In another part of the study, teams from the Heritage College and the University of Florida will investigate whether Hispanics show a lower level of FSP27 in their fat tissue and of CEACAM1 in their livers by comparison to non-Hispanic whites, and if this is underlined by higher levels of lipolysis leading to more fat deposition in the liver. Working on cell and tissue samples they will look for changes in liver function associated with changes in lipolysis.
Ultimately, the Heritage College researchers will seek to determine whether CEACAM1 levels are reduced in the livers of Hispanics compared to those of non-Hispanic whites, and whether this constitutes a missing molecular link between obesity, insulin resistance and NAFLD/NASH in Hispanics.
A commitment to stop ‘the new epidemic’
Najjar noted that she has determined in past research that mice that had been genetically modified to express more CEACAM1 in their livers do not develop NAFLD/NASH even on a high-fat diet.

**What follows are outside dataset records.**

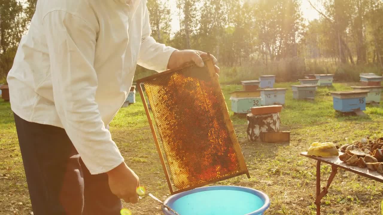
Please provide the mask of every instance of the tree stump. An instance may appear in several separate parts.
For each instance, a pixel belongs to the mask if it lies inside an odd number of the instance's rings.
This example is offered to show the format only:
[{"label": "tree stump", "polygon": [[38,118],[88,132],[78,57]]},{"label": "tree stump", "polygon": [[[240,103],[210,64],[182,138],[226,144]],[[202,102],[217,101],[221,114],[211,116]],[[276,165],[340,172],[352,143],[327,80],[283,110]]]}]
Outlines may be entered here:
[{"label": "tree stump", "polygon": [[261,132],[279,131],[281,125],[279,113],[257,115],[249,114],[247,117],[247,138],[249,140],[259,140]]}]

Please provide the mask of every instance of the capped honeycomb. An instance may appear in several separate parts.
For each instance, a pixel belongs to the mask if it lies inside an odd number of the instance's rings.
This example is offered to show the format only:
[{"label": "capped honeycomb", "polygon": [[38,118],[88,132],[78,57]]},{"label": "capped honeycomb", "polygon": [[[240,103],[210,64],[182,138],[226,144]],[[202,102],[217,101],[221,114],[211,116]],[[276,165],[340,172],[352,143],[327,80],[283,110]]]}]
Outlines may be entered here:
[{"label": "capped honeycomb", "polygon": [[249,176],[212,63],[207,60],[205,65],[190,64],[137,81],[144,85],[178,189]]}]

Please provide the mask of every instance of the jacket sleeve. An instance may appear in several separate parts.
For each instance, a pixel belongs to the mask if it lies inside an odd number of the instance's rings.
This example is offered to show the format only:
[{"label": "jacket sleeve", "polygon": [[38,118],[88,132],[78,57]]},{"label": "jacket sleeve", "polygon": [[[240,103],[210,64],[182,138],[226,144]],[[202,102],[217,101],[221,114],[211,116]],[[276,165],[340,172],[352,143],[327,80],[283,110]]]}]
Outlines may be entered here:
[{"label": "jacket sleeve", "polygon": [[55,105],[68,136],[91,174],[106,172],[123,161],[95,101],[93,67],[98,26],[64,11],[43,21]]},{"label": "jacket sleeve", "polygon": [[151,36],[149,13],[146,5],[142,18],[142,39],[138,64],[146,68],[160,72],[167,70],[169,59],[176,49],[155,41]]}]

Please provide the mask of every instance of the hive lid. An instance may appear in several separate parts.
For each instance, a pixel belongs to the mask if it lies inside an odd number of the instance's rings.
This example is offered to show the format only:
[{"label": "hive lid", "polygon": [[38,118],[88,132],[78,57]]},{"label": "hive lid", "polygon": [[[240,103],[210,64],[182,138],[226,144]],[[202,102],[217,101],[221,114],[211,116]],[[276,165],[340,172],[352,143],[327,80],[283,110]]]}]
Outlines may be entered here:
[{"label": "hive lid", "polygon": [[359,75],[359,77],[362,78],[383,78],[383,76],[380,76],[380,75]]},{"label": "hive lid", "polygon": [[314,88],[316,86],[315,86],[315,85],[291,85],[291,86],[296,86],[296,87],[302,87],[302,88]]},{"label": "hive lid", "polygon": [[204,67],[188,64],[137,81],[145,86],[162,140],[167,163],[137,85],[172,194],[243,174],[250,177],[214,66],[210,58],[204,61]]},{"label": "hive lid", "polygon": [[376,75],[376,74],[375,73],[361,73],[359,75]]},{"label": "hive lid", "polygon": [[235,93],[254,93],[254,92],[260,92],[260,90],[246,90],[246,91],[242,90],[242,91],[234,91],[234,92],[232,92],[231,93],[229,93],[229,94],[231,95],[231,94],[234,94]]},{"label": "hive lid", "polygon": [[306,78],[305,79],[298,79],[298,81],[319,81],[319,79],[316,78]]},{"label": "hive lid", "polygon": [[259,83],[260,81],[258,80],[250,80],[249,81],[241,81],[241,83]]},{"label": "hive lid", "polygon": [[333,74],[318,74],[315,75],[315,76],[334,76]]},{"label": "hive lid", "polygon": [[261,91],[286,91],[287,89],[285,88],[267,88],[260,89]]},{"label": "hive lid", "polygon": [[368,90],[359,90],[358,91],[335,91],[330,92],[331,94],[338,94],[339,95],[349,95],[359,93],[367,93],[369,92]]},{"label": "hive lid", "polygon": [[356,89],[371,89],[371,88],[377,88],[377,89],[383,89],[383,86],[352,86],[351,88],[354,88]]}]

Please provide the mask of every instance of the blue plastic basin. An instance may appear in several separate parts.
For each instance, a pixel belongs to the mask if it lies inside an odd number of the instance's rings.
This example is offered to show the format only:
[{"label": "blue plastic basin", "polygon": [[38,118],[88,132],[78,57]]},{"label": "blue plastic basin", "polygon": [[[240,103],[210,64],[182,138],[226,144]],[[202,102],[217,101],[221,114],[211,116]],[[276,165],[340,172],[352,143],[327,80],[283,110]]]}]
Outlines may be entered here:
[{"label": "blue plastic basin", "polygon": [[[236,186],[196,188],[173,195],[164,203],[180,215],[261,215],[270,206],[264,193]],[[164,207],[162,211],[174,215]]]}]

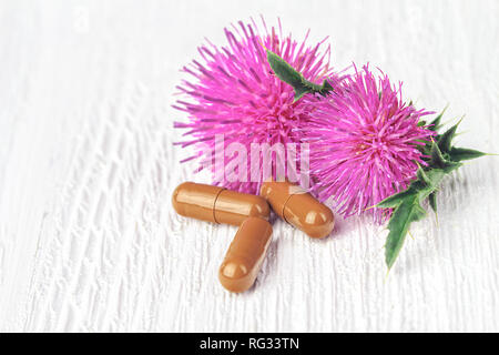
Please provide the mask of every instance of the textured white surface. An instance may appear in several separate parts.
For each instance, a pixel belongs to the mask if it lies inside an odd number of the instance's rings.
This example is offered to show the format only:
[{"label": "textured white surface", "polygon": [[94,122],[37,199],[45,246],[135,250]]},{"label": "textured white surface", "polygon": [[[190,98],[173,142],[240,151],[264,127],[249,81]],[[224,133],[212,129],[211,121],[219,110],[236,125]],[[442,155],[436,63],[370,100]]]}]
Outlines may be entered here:
[{"label": "textured white surface", "polygon": [[446,181],[388,277],[383,227],[277,221],[256,286],[220,286],[236,229],[172,211],[193,166],[170,104],[203,38],[259,13],[450,103],[462,145],[499,152],[497,1],[2,1],[0,331],[499,331],[493,156]]}]

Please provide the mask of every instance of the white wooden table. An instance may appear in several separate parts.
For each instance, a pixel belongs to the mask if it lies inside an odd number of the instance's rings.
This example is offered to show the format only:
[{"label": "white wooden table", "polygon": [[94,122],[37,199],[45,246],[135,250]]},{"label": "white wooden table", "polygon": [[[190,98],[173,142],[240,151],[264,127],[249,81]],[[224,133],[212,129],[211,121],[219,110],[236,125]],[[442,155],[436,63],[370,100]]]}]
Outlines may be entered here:
[{"label": "white wooden table", "polygon": [[499,331],[499,160],[448,179],[386,277],[386,231],[312,241],[277,221],[254,288],[216,273],[236,229],[175,215],[193,176],[170,105],[204,37],[281,17],[330,36],[337,68],[378,65],[499,152],[497,1],[2,1],[0,331]]}]

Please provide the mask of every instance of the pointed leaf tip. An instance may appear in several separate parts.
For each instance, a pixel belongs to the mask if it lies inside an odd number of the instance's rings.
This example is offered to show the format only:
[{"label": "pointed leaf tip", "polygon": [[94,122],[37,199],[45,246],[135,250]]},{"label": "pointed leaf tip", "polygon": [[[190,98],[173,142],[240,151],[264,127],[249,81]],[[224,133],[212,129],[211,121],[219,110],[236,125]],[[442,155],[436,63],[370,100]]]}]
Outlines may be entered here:
[{"label": "pointed leaf tip", "polygon": [[460,162],[464,160],[477,159],[487,155],[487,153],[476,151],[472,149],[452,146],[450,149],[449,155],[452,161]]}]

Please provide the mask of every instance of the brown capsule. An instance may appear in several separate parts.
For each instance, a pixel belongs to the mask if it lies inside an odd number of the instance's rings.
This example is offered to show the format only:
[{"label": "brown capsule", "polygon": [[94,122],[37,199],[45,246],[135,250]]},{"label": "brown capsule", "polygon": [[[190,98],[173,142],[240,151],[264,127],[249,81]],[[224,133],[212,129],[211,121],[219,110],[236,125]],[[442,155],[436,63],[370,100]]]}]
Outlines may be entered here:
[{"label": "brown capsule", "polygon": [[184,182],[172,196],[176,213],[197,220],[241,225],[249,216],[268,220],[271,207],[261,196],[220,186]]},{"label": "brown capsule", "polygon": [[265,182],[259,190],[274,212],[310,237],[329,235],[335,225],[333,212],[309,193],[289,182]]},{"label": "brown capsule", "polygon": [[249,217],[241,224],[218,271],[226,290],[244,292],[256,280],[271,244],[272,225],[265,220]]}]

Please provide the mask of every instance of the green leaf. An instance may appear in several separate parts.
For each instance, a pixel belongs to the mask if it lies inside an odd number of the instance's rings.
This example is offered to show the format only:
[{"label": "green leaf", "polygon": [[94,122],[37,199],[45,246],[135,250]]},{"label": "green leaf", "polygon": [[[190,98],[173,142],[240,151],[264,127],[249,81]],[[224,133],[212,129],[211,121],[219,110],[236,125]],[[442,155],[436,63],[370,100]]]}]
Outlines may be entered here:
[{"label": "green leaf", "polygon": [[277,78],[292,85],[295,90],[295,102],[307,93],[318,93],[325,97],[334,90],[327,80],[324,80],[322,85],[306,80],[284,59],[269,50],[267,50],[267,60]]},{"label": "green leaf", "polygon": [[274,73],[282,81],[288,83],[293,88],[302,88],[306,89],[306,87],[302,83],[302,74],[298,73],[292,65],[289,65],[284,59],[282,59],[276,53],[267,50],[267,60],[271,64]]},{"label": "green leaf", "polygon": [[444,155],[441,154],[440,148],[438,146],[438,143],[435,141],[431,143],[431,152],[430,152],[430,164],[436,168],[444,168],[446,165],[446,160]]},{"label": "green leaf", "polygon": [[487,155],[487,153],[476,151],[472,149],[466,149],[466,148],[456,148],[452,146],[449,152],[450,160],[455,162],[460,162],[464,160],[470,160]]},{"label": "green leaf", "polygon": [[404,200],[406,200],[409,196],[416,195],[417,191],[416,190],[404,190],[403,192],[396,193],[385,200],[383,200],[381,202],[379,202],[376,207],[379,209],[394,209],[397,207],[400,203],[404,202]]},{"label": "green leaf", "polygon": [[388,223],[388,237],[385,245],[385,261],[388,268],[391,268],[406,240],[411,222],[421,220],[426,215],[425,210],[419,204],[417,196],[411,196],[394,211]]},{"label": "green leaf", "polygon": [[440,149],[440,151],[442,153],[450,152],[452,139],[456,135],[456,130],[457,130],[459,123],[461,123],[461,121],[459,121],[458,123],[452,125],[450,129],[448,129],[444,134],[438,136],[438,148]]},{"label": "green leaf", "polygon": [[[430,123],[431,126],[428,129],[436,131],[440,126],[444,112],[445,110]],[[420,203],[428,197],[430,207],[437,212],[437,191],[444,178],[461,166],[460,161],[487,155],[479,151],[452,146],[458,124],[451,126],[444,134],[437,134],[434,141],[420,146],[419,150],[429,156],[429,159],[425,158],[427,165],[418,169],[415,180],[405,191],[388,196],[376,205],[380,209],[395,209],[388,222],[390,232],[385,250],[388,268],[394,265],[404,245],[410,223],[419,221],[426,215]]]},{"label": "green leaf", "polygon": [[447,110],[447,106],[445,106],[445,109],[441,110],[440,114],[437,115],[437,116],[435,118],[435,120],[432,120],[432,121],[429,123],[430,126],[428,128],[428,130],[434,131],[434,132],[437,132],[437,131],[438,131],[438,129],[440,128],[440,121],[441,121],[441,118],[444,116],[444,113],[446,112],[446,110]]}]

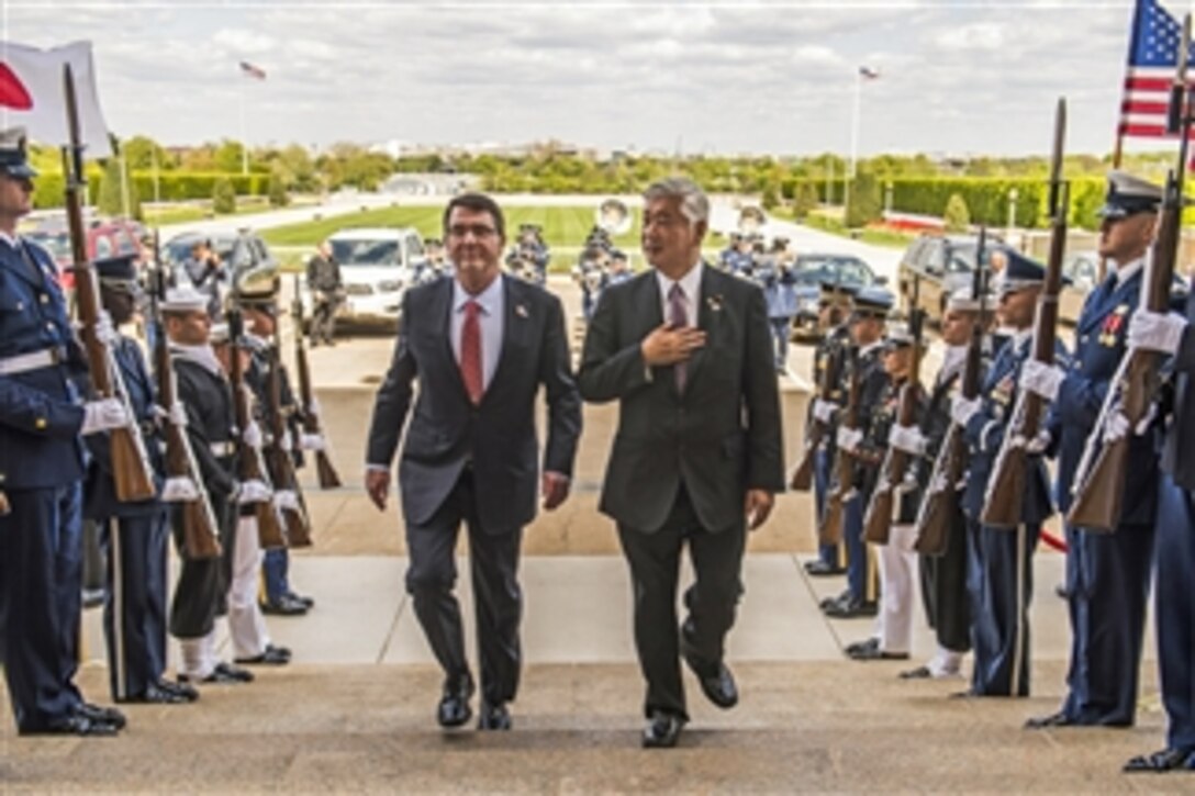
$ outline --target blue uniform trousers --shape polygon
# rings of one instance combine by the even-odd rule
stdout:
[[[1195,494],[1165,473],[1159,489],[1154,593],[1166,747],[1195,749]]]
[[[972,691],[985,697],[1029,696],[1029,602],[1038,525],[993,528],[972,522]]]
[[[104,636],[114,699],[139,697],[166,671],[167,509],[109,519]]]
[[[17,728],[45,729],[82,702],[74,686],[81,611],[81,490],[78,483],[7,490],[0,516],[4,671]]]
[[[1067,528],[1066,541],[1072,636],[1062,712],[1080,724],[1128,727],[1136,712],[1153,526]]]

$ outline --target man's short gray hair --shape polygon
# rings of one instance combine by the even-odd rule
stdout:
[[[688,219],[690,226],[698,221],[710,220],[709,197],[697,183],[687,177],[657,179],[648,185],[648,190],[643,191],[644,202],[655,202],[661,198],[679,198],[680,212]]]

“You can give the mice as much high-fat as you want, and they are totally protected from developing NAFLD/NASH,” she said. “Moreover, introducing CEACAM1 to the liver of mice after high-fat is initiated reverses all metabolic abnormalities caused by high-fat feeding.” This raises the possibility that a drug intervention promoting higher CEACAM1 levels might be a treatment for the disease in humans.
Puri added that future research will be made easier as the Heritage College research team uses what it learns from the new NIH-funded study to develop genetically modified mice lines that can stand in for human research subjects.
“We are generating ‘humanized’ mouse models for future research,” he said. “And we hope this research will help us identify novel molecular factors that could be used as targets in therapeutics for fatty liver disease.”
In addition to being a sterling example of collaborative, multi-pronged research, Najjar said the new study is going after a disease that’s a significant and growing global health problem.
“Fatty liver disease is the new epidemic, and we are not ignoring it,” she said. “It is my scientific mission to solve this issue and find a drug that induces CEACAM1 to curb this disease.”